The wool industry has berated itself over time for still using the open cry auction method to sell wool (discover price) and allow greasy blending of farm lots into mill consignments (something not usually mentioned). Wool is sold in farm lots, and it is the number of lots which can be sold in a given time which is a key constraint on the efficiency of wool selling. Here is a simple way to improve the efficiency of wool sales.
During the past 12 months some 1.6 million farm bales of wool were sold at auction in 289,000 lots, averaging 5.5 farm bales per lot. There is always discussion, especially among logistics providers, about the optimum size of farm lots or really the non-optimum which means what is too large and what is too small. The answer to this is not straight forward as it involves the physical size of mill consignments, the use of containers to ship wool and the wool characteristics of each farm lot. A large lot will be harder to fit into a consignment (meeting the required wool specifications) and into the required number of containers (roughly units of 100 bales). The task is even more difficult if the wool specifications of the lots are not “bread and butter”, say for example the wool has a high vegetable fault or very low staple strength. Large lots can sell for full value, but it is harder for the exporters to fit them in.
What about the other extreme, small lots? In this case small lots are considered as one and two bale lots. There are plenty of them. Figure 1 shows the distribution of wool sold in the past 12 months by lot size. The proportion of farm bales and number of lots is given for each lot size. Single bale lots accounted for 1.2% of farm bales sold in the past year, while accounting for 6.9% of lots. Two bale lots accounted for 5.9% of farm bales sold and 16.4% of lots. Together one and two bales lots in the past year accounted for 7.1% of farm bales sold and 23.3% of lots, effectively a quarter of lots sold at auction.
Here is a way to make auction sales more efficient, reduce the number of one and two bale lots sold. How? There is a good chance that better packaging of wool on farm could go a long way to reducing the number of small lots, although not necessarily all as there will be some circumstances where they are warranted.
Figure 2 shows the calculated costs of AWTA testing for last season (2020-21) by lot size, (view current AWTA fees here). The schematic assumes the wool is tested for staple measurement (length and strength) in addition to the basic micron, yield and vegetable matter. It shows there is a clear penalty in the per bale cost for testing single bales. Out of interest for the current season to date, some 10% of single bale farm lots were non-merino, selling on average for $850 per bale so the cost of testing per bale is substantial for these lots.

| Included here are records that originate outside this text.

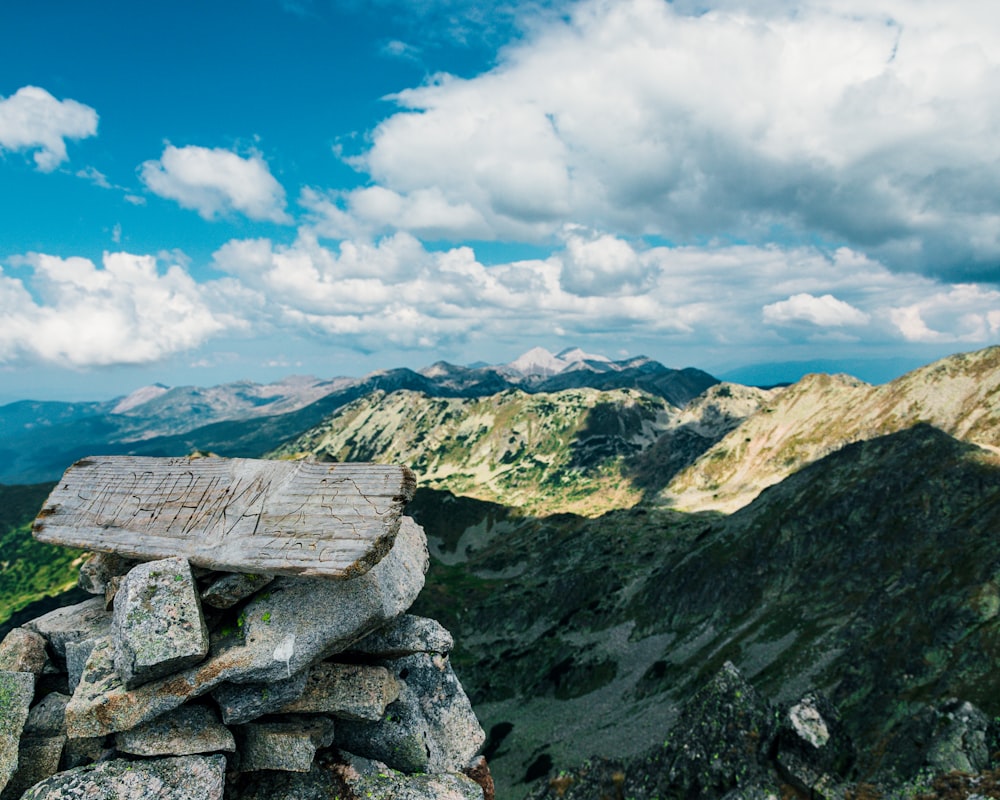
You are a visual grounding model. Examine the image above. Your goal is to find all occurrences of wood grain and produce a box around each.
[33,456,416,578]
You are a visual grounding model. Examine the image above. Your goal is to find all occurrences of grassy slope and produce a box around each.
[0,483,80,622]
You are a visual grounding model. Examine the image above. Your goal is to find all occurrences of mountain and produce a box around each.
[0,350,718,483]
[270,388,676,513]
[0,348,1000,800]
[660,347,1000,511]
[404,425,1000,797]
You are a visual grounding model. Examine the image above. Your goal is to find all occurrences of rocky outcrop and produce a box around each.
[0,496,491,800]
[529,662,997,800]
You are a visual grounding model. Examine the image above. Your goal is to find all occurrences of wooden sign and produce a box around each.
[33,456,416,578]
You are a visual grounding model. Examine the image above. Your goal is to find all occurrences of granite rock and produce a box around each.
[67,518,428,737]
[333,754,484,800]
[24,692,69,736]
[77,553,139,597]
[237,716,334,772]
[201,572,274,608]
[22,755,226,800]
[65,639,97,693]
[0,735,66,800]
[212,670,309,725]
[115,705,236,756]
[280,662,399,722]
[351,614,455,658]
[337,653,486,773]
[112,558,209,689]
[0,628,49,675]
[0,672,35,790]
[23,597,111,659]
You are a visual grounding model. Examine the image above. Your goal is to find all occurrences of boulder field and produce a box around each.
[0,517,493,800]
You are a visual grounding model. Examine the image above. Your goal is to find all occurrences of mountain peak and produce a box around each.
[505,347,566,375]
[556,347,611,366]
[111,383,170,414]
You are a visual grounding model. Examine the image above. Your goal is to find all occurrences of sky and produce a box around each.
[0,0,1000,402]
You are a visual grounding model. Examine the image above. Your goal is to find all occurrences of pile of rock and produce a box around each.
[0,456,492,800]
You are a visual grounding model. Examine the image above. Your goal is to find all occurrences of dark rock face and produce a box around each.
[406,426,1000,797]
[530,663,998,800]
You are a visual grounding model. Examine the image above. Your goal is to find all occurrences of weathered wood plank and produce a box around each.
[33,456,416,578]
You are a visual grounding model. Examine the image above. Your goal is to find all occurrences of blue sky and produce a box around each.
[0,0,1000,401]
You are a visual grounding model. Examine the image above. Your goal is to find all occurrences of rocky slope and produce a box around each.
[272,389,674,511]
[0,351,718,484]
[661,347,1000,511]
[270,382,770,515]
[402,426,1000,796]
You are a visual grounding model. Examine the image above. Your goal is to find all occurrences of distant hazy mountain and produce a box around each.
[406,425,1000,797]
[661,347,1000,511]
[0,348,718,484]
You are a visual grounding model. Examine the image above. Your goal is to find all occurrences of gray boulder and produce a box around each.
[926,700,992,773]
[337,653,486,773]
[65,637,97,693]
[0,628,49,675]
[212,671,308,725]
[351,614,455,658]
[334,755,483,800]
[280,662,399,722]
[775,692,855,798]
[21,756,226,800]
[201,572,274,608]
[76,553,139,597]
[24,692,69,736]
[0,734,66,800]
[23,597,111,659]
[112,558,208,689]
[115,705,236,756]
[66,518,428,737]
[0,671,35,790]
[237,717,334,772]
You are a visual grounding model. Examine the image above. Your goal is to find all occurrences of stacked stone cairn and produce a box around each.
[0,456,493,800]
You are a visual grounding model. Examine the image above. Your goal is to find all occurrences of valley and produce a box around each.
[0,348,1000,798]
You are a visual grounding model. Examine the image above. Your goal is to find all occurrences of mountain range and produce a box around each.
[0,347,1000,797]
[0,348,718,484]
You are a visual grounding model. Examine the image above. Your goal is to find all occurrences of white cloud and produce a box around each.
[346,0,1000,276]
[0,253,239,367]
[763,292,870,328]
[0,86,97,172]
[214,228,1000,351]
[139,145,291,223]
[889,284,1000,344]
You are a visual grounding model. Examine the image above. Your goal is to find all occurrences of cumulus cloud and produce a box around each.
[214,228,1000,358]
[345,0,1000,279]
[763,292,869,328]
[139,145,291,223]
[0,253,239,367]
[890,284,1000,344]
[0,86,97,172]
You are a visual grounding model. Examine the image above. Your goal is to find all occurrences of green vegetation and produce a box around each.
[0,483,81,622]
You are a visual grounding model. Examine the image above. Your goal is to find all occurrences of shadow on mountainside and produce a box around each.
[413,425,1000,794]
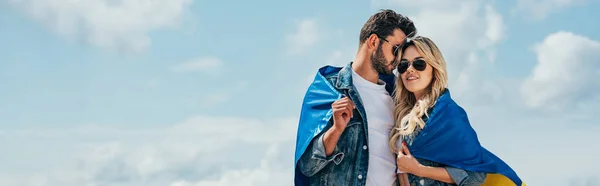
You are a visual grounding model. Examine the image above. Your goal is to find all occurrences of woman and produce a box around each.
[389,36,521,186]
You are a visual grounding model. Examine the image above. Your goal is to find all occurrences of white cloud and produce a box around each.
[0,116,297,186]
[8,0,192,52]
[521,31,600,109]
[171,57,223,72]
[200,93,231,107]
[513,0,587,20]
[285,19,319,55]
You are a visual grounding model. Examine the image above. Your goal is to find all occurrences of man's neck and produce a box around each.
[352,55,379,84]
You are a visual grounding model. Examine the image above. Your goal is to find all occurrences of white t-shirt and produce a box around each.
[352,70,396,186]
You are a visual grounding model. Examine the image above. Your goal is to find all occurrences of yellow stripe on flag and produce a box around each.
[482,174,526,186]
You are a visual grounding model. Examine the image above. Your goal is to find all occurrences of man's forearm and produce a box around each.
[323,126,343,156]
[417,166,454,184]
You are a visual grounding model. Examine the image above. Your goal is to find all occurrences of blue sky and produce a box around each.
[0,0,600,186]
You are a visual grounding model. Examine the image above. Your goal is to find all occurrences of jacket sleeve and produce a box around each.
[298,127,344,177]
[445,167,487,186]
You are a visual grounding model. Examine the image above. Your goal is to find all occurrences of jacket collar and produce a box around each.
[335,62,353,89]
[335,62,396,95]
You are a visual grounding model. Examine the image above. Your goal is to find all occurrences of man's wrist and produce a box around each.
[329,125,344,136]
[414,165,429,178]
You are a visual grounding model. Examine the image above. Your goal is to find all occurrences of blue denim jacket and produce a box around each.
[298,63,486,186]
[298,63,378,186]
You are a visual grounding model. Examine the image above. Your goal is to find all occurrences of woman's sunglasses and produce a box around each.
[397,59,427,74]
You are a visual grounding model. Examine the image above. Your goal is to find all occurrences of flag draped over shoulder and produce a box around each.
[294,66,525,186]
[409,90,525,186]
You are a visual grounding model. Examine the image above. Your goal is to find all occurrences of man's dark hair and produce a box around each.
[359,9,417,45]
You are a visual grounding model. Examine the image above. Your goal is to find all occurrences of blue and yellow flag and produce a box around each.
[294,66,525,186]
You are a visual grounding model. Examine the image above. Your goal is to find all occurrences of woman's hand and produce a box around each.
[396,142,423,176]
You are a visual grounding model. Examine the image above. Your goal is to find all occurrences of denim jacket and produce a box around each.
[298,63,486,186]
[298,63,378,186]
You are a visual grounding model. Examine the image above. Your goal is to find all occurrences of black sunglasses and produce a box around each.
[377,36,406,57]
[397,59,427,74]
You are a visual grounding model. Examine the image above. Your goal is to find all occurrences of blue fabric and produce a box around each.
[294,66,522,185]
[408,90,522,186]
[294,66,342,185]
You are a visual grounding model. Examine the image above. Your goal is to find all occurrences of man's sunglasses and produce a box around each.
[379,37,406,57]
[397,59,427,74]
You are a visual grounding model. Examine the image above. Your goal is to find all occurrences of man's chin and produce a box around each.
[378,70,394,76]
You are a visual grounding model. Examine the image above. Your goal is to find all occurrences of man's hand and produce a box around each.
[331,96,356,133]
[396,142,423,176]
[323,97,356,156]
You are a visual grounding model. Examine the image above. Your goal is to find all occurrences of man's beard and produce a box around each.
[371,45,393,76]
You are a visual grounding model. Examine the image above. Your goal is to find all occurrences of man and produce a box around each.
[294,10,416,185]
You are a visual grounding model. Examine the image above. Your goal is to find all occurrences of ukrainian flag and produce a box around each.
[294,66,525,186]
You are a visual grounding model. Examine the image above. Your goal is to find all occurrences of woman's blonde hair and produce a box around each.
[389,36,448,152]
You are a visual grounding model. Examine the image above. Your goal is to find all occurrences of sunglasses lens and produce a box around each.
[413,59,427,71]
[398,61,408,74]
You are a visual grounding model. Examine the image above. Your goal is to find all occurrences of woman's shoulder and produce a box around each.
[429,89,466,115]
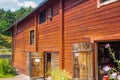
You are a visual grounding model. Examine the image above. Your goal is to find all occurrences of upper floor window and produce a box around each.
[40,10,46,23]
[97,0,119,8]
[30,30,34,45]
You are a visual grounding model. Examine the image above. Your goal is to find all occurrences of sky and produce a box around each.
[0,0,43,11]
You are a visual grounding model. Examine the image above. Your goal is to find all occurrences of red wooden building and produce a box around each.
[7,0,120,80]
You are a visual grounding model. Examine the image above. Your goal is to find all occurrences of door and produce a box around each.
[45,53,59,78]
[73,43,93,80]
[74,53,93,80]
[31,53,44,78]
[45,53,51,78]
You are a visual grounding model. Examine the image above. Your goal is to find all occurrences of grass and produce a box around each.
[0,59,15,78]
[0,34,12,54]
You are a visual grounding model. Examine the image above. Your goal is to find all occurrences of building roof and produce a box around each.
[5,0,48,32]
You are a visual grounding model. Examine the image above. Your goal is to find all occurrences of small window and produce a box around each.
[40,10,46,23]
[30,30,34,45]
[97,0,119,8]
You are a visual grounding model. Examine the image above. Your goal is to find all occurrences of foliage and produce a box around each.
[46,68,72,80]
[0,59,16,75]
[105,44,120,80]
[0,7,32,35]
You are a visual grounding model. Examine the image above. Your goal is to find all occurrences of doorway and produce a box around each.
[45,52,59,78]
[97,41,120,80]
[73,42,93,80]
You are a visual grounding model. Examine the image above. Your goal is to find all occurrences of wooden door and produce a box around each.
[45,53,51,78]
[31,53,44,78]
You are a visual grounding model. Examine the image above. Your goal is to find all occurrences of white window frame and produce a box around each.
[97,0,119,8]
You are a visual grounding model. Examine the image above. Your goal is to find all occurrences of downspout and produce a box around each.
[59,0,64,69]
[35,12,39,52]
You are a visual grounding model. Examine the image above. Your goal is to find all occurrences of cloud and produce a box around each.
[0,0,37,11]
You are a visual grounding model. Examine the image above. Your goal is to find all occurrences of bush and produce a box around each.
[46,68,72,80]
[0,59,16,75]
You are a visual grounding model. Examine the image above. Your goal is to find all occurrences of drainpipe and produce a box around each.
[35,12,39,52]
[59,0,64,69]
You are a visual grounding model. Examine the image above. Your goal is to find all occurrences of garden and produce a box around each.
[0,59,16,78]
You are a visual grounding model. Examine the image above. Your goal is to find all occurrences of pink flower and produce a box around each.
[105,44,110,48]
[117,75,120,80]
[103,66,111,71]
[112,73,117,79]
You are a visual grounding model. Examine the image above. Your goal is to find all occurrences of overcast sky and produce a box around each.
[0,0,43,11]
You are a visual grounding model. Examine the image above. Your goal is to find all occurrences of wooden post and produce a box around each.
[59,0,64,69]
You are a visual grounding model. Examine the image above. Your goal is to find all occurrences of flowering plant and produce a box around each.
[103,44,120,80]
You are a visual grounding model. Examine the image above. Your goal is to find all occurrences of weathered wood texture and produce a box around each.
[38,0,59,52]
[64,0,120,73]
[13,0,120,75]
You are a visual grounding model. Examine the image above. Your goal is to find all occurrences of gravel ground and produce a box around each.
[0,74,30,80]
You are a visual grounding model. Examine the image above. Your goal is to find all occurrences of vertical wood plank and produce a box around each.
[59,0,64,69]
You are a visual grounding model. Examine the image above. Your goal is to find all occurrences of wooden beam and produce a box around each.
[59,0,64,69]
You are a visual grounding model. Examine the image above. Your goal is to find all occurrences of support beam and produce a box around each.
[59,0,64,69]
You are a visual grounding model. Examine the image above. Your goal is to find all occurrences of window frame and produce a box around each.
[97,0,119,8]
[30,30,35,45]
[39,9,47,24]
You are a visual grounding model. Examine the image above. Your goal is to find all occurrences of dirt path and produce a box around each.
[0,74,30,80]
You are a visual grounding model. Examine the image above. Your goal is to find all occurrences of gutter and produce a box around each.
[5,0,48,32]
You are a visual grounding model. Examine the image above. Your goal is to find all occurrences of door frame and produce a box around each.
[44,52,51,78]
[90,34,120,80]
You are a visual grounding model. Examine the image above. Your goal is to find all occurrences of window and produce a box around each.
[40,10,46,23]
[97,0,119,8]
[30,30,34,45]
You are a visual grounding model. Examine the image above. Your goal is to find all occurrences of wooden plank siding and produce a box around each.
[38,0,59,52]
[64,0,120,74]
[12,0,120,76]
[13,16,36,73]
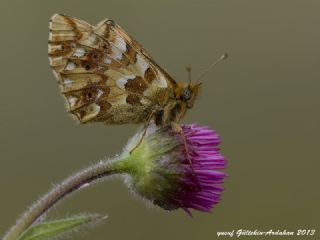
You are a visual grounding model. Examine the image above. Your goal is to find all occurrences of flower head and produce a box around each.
[121,124,226,214]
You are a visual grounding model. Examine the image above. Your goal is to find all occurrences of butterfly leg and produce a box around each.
[130,111,155,154]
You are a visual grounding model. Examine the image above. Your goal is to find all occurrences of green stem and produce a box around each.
[3,158,128,240]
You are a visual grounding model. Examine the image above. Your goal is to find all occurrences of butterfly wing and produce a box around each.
[48,14,175,124]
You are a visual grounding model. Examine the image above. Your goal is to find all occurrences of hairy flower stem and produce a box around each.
[3,158,128,240]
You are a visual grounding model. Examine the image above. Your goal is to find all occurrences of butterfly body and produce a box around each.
[49,14,199,126]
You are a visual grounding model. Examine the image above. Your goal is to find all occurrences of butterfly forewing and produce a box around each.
[49,14,170,124]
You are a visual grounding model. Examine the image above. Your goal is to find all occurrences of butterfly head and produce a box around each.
[177,82,201,108]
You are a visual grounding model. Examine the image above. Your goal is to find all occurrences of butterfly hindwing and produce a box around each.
[49,14,168,124]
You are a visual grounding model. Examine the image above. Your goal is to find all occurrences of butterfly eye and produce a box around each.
[182,88,191,101]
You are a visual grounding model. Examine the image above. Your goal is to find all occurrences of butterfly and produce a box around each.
[48,14,226,146]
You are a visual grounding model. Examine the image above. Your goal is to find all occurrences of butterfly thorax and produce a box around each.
[154,83,199,126]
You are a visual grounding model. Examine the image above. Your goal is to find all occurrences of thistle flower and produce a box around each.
[2,124,226,240]
[125,124,226,214]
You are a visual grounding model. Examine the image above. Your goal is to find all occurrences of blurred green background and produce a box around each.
[0,0,320,240]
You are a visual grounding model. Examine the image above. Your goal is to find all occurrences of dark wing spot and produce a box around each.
[126,43,137,63]
[144,67,156,83]
[154,110,164,126]
[126,94,142,105]
[124,77,148,93]
[170,103,181,121]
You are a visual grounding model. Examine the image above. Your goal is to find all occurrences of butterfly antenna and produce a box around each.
[186,65,191,85]
[197,53,228,82]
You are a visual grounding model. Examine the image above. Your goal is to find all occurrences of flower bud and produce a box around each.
[120,124,226,214]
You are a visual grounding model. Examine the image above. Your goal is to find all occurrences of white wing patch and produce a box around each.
[136,54,149,77]
[66,62,76,71]
[73,48,86,57]
[114,36,127,53]
[116,75,136,89]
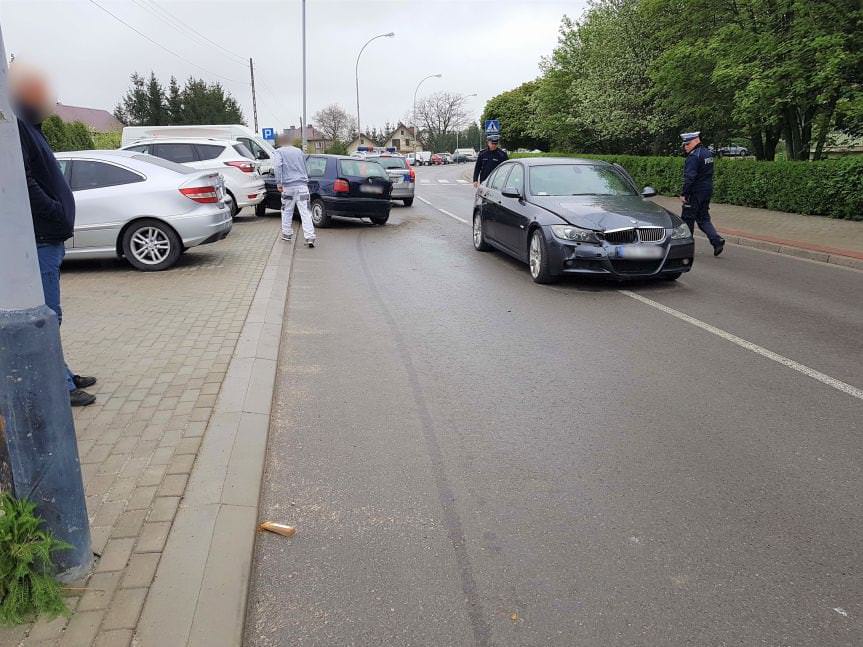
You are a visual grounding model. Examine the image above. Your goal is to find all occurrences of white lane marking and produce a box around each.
[438,209,470,225]
[618,290,863,400]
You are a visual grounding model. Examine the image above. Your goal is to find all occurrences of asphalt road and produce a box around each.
[246,166,863,647]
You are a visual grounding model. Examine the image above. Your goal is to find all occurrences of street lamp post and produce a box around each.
[411,74,443,153]
[354,31,396,134]
[0,24,93,582]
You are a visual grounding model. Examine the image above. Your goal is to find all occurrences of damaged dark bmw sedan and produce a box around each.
[473,157,695,283]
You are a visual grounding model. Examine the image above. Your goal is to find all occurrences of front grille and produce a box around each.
[599,229,638,245]
[638,227,665,243]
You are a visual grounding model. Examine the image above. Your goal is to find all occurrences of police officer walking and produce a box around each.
[680,132,725,256]
[473,135,509,187]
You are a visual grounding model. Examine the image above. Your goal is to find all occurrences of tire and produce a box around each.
[527,228,557,284]
[122,218,183,272]
[473,212,491,252]
[312,198,333,229]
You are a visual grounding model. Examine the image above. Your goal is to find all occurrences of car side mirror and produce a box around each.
[500,186,521,198]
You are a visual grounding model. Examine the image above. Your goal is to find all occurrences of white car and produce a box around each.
[57,151,232,272]
[121,137,266,216]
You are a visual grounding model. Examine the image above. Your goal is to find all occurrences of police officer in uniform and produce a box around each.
[680,132,725,256]
[473,135,509,187]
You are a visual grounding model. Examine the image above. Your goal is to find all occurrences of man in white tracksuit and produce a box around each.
[273,135,315,247]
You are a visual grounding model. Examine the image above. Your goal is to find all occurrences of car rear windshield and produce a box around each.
[375,157,408,168]
[530,164,633,195]
[132,153,195,175]
[339,160,389,178]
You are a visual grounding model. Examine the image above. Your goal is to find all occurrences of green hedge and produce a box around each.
[513,152,863,220]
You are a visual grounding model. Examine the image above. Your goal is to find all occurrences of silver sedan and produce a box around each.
[57,151,231,272]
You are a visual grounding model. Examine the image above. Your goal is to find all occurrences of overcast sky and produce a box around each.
[0,0,586,130]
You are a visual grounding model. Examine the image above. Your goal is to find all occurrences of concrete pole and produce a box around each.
[0,30,93,582]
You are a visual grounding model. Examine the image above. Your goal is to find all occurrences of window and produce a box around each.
[486,164,512,191]
[70,160,144,191]
[153,144,198,164]
[197,144,226,162]
[306,157,327,177]
[530,164,634,195]
[504,164,524,193]
[339,160,389,178]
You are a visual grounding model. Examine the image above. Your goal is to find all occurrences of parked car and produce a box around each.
[473,157,695,283]
[120,124,276,173]
[306,155,393,227]
[57,151,231,272]
[121,137,265,216]
[366,154,416,207]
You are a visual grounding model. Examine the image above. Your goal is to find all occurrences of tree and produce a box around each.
[416,92,469,149]
[312,103,357,143]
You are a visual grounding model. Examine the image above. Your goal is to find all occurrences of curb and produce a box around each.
[133,227,297,647]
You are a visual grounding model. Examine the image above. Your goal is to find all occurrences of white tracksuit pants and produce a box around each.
[282,186,315,240]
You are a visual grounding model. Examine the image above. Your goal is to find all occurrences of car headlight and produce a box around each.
[671,223,692,240]
[551,225,599,243]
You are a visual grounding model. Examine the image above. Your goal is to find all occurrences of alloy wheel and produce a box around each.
[130,227,171,265]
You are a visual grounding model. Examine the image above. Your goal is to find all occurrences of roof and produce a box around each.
[54,102,123,133]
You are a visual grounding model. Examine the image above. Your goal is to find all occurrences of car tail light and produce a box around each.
[180,186,219,204]
[225,161,255,173]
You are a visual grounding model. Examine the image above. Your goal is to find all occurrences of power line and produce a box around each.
[90,0,247,85]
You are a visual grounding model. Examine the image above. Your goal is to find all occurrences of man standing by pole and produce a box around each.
[0,32,92,581]
[680,132,725,256]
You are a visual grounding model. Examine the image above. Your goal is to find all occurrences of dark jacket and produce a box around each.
[17,109,75,244]
[680,144,713,198]
[473,148,509,182]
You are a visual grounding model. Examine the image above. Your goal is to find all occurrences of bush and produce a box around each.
[512,153,863,220]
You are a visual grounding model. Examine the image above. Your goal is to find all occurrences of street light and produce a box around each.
[354,31,396,138]
[413,74,443,146]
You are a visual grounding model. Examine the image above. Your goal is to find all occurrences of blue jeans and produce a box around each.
[36,243,75,391]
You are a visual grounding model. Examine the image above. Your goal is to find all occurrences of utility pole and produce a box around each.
[0,24,93,582]
[249,56,258,135]
[302,0,308,153]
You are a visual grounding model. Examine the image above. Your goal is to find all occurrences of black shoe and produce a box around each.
[69,389,96,407]
[72,375,96,389]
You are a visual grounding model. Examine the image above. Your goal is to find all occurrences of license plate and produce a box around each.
[617,245,664,258]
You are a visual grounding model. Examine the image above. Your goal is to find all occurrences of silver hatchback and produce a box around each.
[57,151,231,272]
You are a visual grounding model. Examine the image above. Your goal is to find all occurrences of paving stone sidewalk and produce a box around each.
[0,217,279,647]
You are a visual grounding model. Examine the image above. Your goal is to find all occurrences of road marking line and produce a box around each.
[618,290,863,400]
[438,209,470,225]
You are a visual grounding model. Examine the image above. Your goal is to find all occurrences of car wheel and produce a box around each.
[122,219,183,272]
[473,213,491,252]
[528,229,556,283]
[312,200,333,228]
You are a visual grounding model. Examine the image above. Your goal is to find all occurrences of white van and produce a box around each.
[120,124,276,173]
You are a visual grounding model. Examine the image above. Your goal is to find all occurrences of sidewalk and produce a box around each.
[0,217,283,647]
[653,196,863,269]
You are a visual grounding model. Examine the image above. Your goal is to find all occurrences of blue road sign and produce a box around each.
[485,119,500,135]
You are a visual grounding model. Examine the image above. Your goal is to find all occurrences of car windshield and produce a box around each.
[530,164,634,195]
[339,160,389,179]
[375,157,406,168]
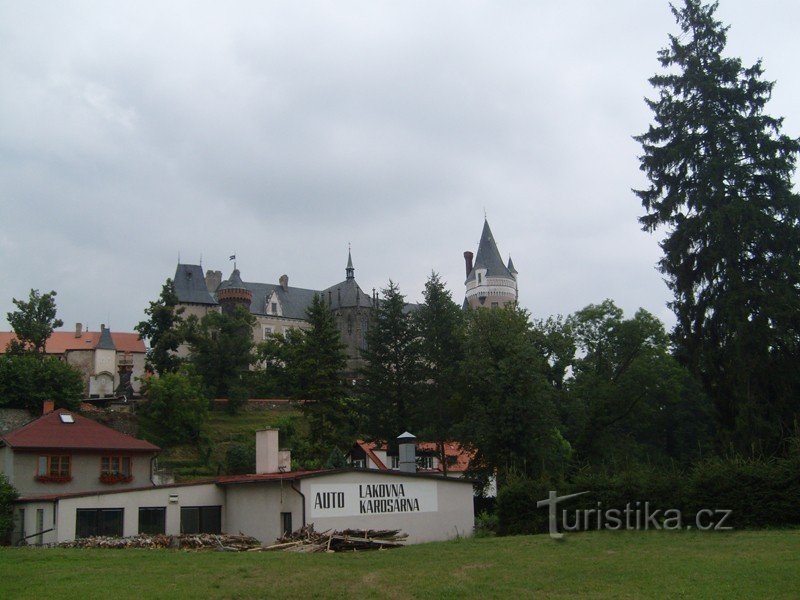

In the late 1980s George Shenton, of the Wool Agency in Western Australia, gave a series of talks in the eastern states about the careful on farm packaging of wool for sale. The points he made then about such careful packaging, in the main, still stand. Minimising small lots is part of carefully packaging wool for sale.
What does it mean?
Small lots are expensive to sell, so there is a financial incentive to package wool on farm aiming to limit the number of small lots. In addition the sale system (auction or electronic) would benefit from a reduced number of small lots, as they are more costly to buy.
Have any questions or comments?
Key Points
- One and two bale farm lots account for 7.1% of farm bales sold but account for nearly one quarter of lots sold at auction.
- The number of lots is a key limiting factor for auction sales, something which a reduced number of small lots would help greatly.